I have filed an RFE to make SpinalHDL smarter about generating redundant intermediate signals. The author of SpinalHDL claims that an experienced user will typically not look at the Verilog code, so this isn’t super important. I believe that’s true when you’re stuck with limited feature tools like GTKwave that don’t have strong source code tracing features. In that case, the Verilog code is indeed not that important.

But professional tools like Verdi are very good at fast browsing through source code, and these additional indirections would definitely be a nuisance. For my use of SpinalHDL as a hobbyist, I don’t think it will be a big deal.

Here are some parts of the generated ApbTimer Verilog code:

module ApbTimer (
      input  [7:0] io_apb_PADDR,
      input  [0:0] io_apb_PSEL,
      input   io_apb_PENABLE,
      output  io_apb_PREADY,
      input   io_apb_PWRITE,
      input  [31:0] io_apb_PWDATA,
      output reg [31:0] io_apb_PRDATA,
      output  io_apb_PSLVERROR,
      input   io_tick,
      output  io_interrupt,
      input   clk,
      input   reset);
...
  Timer timer_1 (
    .io_tick(_zz_4),
    .io_clear(_zz_5),
    .io_limit(_zz_1),
    .io_full(_zz_7),
    .io_value(_zz_8),
    .clk(clk),
    .reset(reset)
  );
...

Yay for not having to type all those signals myself!

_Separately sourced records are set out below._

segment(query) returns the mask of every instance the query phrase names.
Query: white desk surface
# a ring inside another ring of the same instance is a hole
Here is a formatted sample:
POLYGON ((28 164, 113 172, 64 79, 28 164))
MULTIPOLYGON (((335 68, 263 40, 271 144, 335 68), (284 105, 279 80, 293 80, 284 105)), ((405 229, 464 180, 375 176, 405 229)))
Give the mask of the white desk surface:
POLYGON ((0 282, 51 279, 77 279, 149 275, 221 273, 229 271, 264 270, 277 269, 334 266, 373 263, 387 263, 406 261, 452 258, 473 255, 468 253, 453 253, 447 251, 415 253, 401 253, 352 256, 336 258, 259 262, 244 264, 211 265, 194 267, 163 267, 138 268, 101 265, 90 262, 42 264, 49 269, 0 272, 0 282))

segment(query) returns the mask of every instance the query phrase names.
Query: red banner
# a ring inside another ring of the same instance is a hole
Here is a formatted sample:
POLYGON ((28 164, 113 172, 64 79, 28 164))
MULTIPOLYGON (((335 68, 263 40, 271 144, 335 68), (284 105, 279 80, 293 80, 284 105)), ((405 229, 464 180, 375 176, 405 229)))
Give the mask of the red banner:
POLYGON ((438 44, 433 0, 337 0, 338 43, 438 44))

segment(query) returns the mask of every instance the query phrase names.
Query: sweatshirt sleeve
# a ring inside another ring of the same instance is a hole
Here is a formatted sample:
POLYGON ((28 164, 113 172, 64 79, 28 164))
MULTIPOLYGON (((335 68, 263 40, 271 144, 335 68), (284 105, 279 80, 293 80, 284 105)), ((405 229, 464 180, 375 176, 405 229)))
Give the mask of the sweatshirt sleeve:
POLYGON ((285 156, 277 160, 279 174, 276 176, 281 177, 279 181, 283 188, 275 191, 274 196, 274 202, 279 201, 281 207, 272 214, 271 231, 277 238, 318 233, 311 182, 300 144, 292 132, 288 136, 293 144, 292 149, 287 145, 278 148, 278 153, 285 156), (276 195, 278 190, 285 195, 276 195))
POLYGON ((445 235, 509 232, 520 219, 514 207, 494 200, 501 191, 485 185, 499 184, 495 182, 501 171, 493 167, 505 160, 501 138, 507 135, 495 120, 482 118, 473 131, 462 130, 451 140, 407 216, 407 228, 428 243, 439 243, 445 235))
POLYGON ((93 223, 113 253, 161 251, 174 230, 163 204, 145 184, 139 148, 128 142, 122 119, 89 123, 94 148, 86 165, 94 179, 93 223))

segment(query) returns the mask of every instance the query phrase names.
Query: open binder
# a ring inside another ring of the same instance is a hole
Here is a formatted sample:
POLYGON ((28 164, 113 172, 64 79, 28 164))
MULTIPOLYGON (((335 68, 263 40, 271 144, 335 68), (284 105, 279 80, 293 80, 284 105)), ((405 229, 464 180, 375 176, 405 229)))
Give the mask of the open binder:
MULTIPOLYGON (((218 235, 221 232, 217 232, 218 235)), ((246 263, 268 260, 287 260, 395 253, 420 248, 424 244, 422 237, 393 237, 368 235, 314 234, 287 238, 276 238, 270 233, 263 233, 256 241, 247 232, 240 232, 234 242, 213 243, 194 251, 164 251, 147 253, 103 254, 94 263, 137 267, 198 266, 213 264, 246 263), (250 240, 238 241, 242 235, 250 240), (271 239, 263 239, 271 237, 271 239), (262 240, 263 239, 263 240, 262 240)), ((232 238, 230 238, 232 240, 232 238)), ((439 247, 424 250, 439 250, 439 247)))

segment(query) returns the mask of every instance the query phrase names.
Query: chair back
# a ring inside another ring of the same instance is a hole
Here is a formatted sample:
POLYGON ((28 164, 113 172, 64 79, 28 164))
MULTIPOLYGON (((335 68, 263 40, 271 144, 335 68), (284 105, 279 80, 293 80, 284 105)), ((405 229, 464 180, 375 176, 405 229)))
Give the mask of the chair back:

  assign io_apb_PREADY = _zz_6;
  ...
  assign _zz_6 = 1'b1;
  ...
  assign busCtrl_doWrite = (((io_apb_PSEL[0] && io_apb_PENABLE) && _zz_6) && io_apb_PWRITE);
  assign busCtrl_doRead = (((io_apb_PSEL[0] && io_apb_PENABLE) && _zz_6) && (! io_apb_PWRITE));

_zz_6 is another redundant signal that is unnecesary. Whether or not it should also be optimized away from the last 2 lines is up for debate. (Probably not?)

Finally, let’s look at _zz_1:

  Timer timer_1 (
    ...
    .io_limit(_zz_1),
    ...
  );
  ...
  always @ (*) begin
      ...
      8'b01000100 : begin
        if(busCtrl_doWrite)begin
          _zz_2 = 1'b1;
        end
        io_apb_PRDATA[31 : 0] = _zz_1;
      end
      ...
    endcase
  end
  ...
  always @ (posedge clk) begin
      ...
    case(io_apb_PADDR)
      8'b01000100 : begin
        if(busCtrl_doWrite)begin
          _zz_1 <= io_apb_PWDATA[31 : 0];
        end
      end
      ...
    endcase
  end

The interesting part here is that _zz_1 is a register. Having anonymous combinational signals is one thing, but anonymous registered signals are a bigger problem: they can cause all kinds of problems when doing things like formal equivalence checks and formal verification.

For example, if you want to put an assert on io_limit, you’d have to use _zz_1 instead. But as your design changes, that name would change as well. This is something that will need to be improved.

Temporary Conclusion

I’ve only just started to write my first lines of SpinalHDL. It isn’t perfect, but I like it so far. You can use it to write RTL just like you would with Verilog or SystemVerilog, but it has the ability to do a lot more.

The Timer above only scratches the surface of what’s possible. One of the biggest attractions is a relatively large library of examples code, the most impressive of which is the VexRiscv CPU: an incredibly ingenious implementation of a RISC-V CPU with tons of configuration options through plugins.

That example takes abstractions to a whole new level, and requires a relatively deep understanding of Scala and SpinalHDL to grasp what’s going on.

In a future posts, I will try to describe how the VexRiscv makes use of some of the special features of SpinalHDL. And I’ll also report on my progress in using the language myself.